Fake plants wont work either.I had these plants and my 2 reds always uprooted them and now my tank looks horrible and bare.You could try and lay rocks beside them so your fish cant uproot them as easily,but as you have live plants it might damage them.You cant stop this destructable behaviour unfortuantly they are just them type of fish.


----------



## Handikapped (Nov 5, 2004)

the fish dont dig in the gravel to get them out they run full speed into the plants like they are swimming through them and after a while the plants either break or just float up.....i was thinking of putting a thin layer of sponge under my plants, moving them to a diff tank and letting the roots grow into the sponge for stability and them put them under a pot or something think thatll work??


----------



## PacmanXSA (Nov 15, 2004)

Handikapped said:


> the fish dont dig in the gravel to get them out they run full speed into the plants like they are swimming through them and after a while the plants either break or just float up.....i was thinking of putting a thin layer of sponge under my plants, moving them to a diff tank and letting the roots grow into the sponge for stability and them put them under a pot or something think thatll work??
> [snapback]825301[/snapback]​


If the fish are just running into them casually and they are getting uprooted, I suggest you bury them a little deeper









I haven't had a problem with this as of yet...

Pac


----------



## Husky_Jim (May 26, 2003)

How deep is your gravel and what type is it?


----------



## Handikapped (Nov 5, 2004)

ive got about 1½ inches of black gravel. my fish seem to hate the plants one will rin into the cluster of anachras then the next will kinda like they are marking their territory or something like that (they are all at about 5-6" so i think their hitting maturity/puberty and being assholes)


----------



## piranhas in farmdale (Jan 3, 2004)

lol i would get some more gravel


----------



## BruceLee420 (Nov 19, 2004)

im sorry to laugh at someone elses misery :laugh: but godamn i cracked up when i saw this thread cuz i own three redbellies and ive never even attempted live plats because mine literally tackle and try and eat even the fakes one i find little bites out of the fake plants all the time and ive also seen them just tackle the plant with their side for no apparent reason i would say use fake plants but its up to you


----------



## Gumby (Aug 13, 2004)

That's strange, what kind of piranhas? I've got 5 red bellies and 4 caribes in a live plant tank. In some places my gravel is about 4 inches thick, others it's no more than an inch.

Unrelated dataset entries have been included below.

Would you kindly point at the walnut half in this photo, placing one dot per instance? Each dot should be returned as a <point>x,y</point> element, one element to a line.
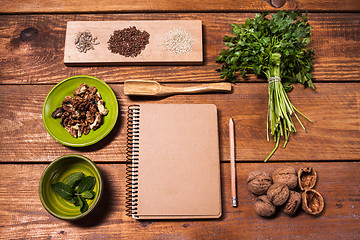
<point>83,112</point>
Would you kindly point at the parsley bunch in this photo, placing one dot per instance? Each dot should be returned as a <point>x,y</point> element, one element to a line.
<point>274,48</point>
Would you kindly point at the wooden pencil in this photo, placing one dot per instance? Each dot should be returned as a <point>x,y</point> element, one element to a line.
<point>232,162</point>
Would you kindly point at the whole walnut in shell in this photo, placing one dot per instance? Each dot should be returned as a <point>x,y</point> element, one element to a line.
<point>263,206</point>
<point>293,203</point>
<point>307,178</point>
<point>278,193</point>
<point>258,182</point>
<point>286,175</point>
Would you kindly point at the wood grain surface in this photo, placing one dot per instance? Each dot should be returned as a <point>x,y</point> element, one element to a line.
<point>38,6</point>
<point>21,211</point>
<point>32,48</point>
<point>32,40</point>
<point>333,107</point>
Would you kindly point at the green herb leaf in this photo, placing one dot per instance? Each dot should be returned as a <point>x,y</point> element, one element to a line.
<point>272,47</point>
<point>88,194</point>
<point>63,190</point>
<point>84,207</point>
<point>87,184</point>
<point>74,179</point>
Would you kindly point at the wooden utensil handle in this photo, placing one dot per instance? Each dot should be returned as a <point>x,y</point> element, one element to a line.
<point>202,88</point>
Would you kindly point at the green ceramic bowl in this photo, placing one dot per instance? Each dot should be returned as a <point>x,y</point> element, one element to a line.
<point>65,88</point>
<point>58,171</point>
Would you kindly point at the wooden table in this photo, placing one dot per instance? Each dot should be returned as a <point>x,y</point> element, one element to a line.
<point>32,65</point>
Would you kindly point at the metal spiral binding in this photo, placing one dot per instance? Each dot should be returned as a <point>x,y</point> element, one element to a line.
<point>132,159</point>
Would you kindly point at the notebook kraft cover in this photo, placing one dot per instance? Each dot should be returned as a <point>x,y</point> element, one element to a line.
<point>179,163</point>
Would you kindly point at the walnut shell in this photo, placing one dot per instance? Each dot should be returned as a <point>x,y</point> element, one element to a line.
<point>312,202</point>
<point>293,203</point>
<point>278,193</point>
<point>307,178</point>
<point>258,182</point>
<point>285,175</point>
<point>263,206</point>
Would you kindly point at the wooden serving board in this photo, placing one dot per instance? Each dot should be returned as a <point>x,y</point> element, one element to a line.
<point>154,53</point>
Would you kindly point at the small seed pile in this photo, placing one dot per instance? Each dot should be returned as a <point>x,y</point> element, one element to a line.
<point>84,41</point>
<point>178,41</point>
<point>128,42</point>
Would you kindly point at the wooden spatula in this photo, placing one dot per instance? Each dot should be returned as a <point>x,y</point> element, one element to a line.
<point>153,88</point>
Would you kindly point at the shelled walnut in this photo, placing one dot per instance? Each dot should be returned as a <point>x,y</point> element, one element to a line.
<point>258,182</point>
<point>293,203</point>
<point>83,112</point>
<point>312,202</point>
<point>286,175</point>
<point>278,193</point>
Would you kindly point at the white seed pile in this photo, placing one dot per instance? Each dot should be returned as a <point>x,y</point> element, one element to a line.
<point>178,41</point>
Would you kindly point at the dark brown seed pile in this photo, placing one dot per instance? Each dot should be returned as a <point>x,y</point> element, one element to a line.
<point>128,42</point>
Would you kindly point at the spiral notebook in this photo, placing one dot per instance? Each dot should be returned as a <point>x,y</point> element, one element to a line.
<point>173,164</point>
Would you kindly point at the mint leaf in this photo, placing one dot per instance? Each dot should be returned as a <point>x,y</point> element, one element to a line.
<point>63,190</point>
<point>74,179</point>
<point>88,194</point>
<point>84,207</point>
<point>87,184</point>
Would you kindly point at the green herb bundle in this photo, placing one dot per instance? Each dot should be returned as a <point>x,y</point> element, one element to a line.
<point>274,48</point>
<point>76,189</point>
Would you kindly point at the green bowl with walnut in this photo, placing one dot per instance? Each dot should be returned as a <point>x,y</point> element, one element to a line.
<point>65,88</point>
<point>58,171</point>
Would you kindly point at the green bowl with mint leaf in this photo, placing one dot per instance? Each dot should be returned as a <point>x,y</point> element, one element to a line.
<point>70,187</point>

I've never had a problem with live plants being uprooted but I do have a problem with my piranhas(maybe plecos?) shredding my Wisteria up at night and clogging up the fish guard on my overflow.

Try getting already rooted plants and planting the roots deeper.


----------



## Judazzz (Jan 13, 2003)

The easiest method: stop freaking them out









A more realistic method is more gravel: 1,5" of gravel isn't that much for plants to anchor themselves firmly, especially plants with long roots.After more than 2,5 years, my reds still uproot plants from time to time, but after adding an additional inch to an inch and a half of gravel, things got much better.
Also, you could try covering the roots/plant base with drift wood or rocks, or planting them in area's that are hard to reach for your fish.


----------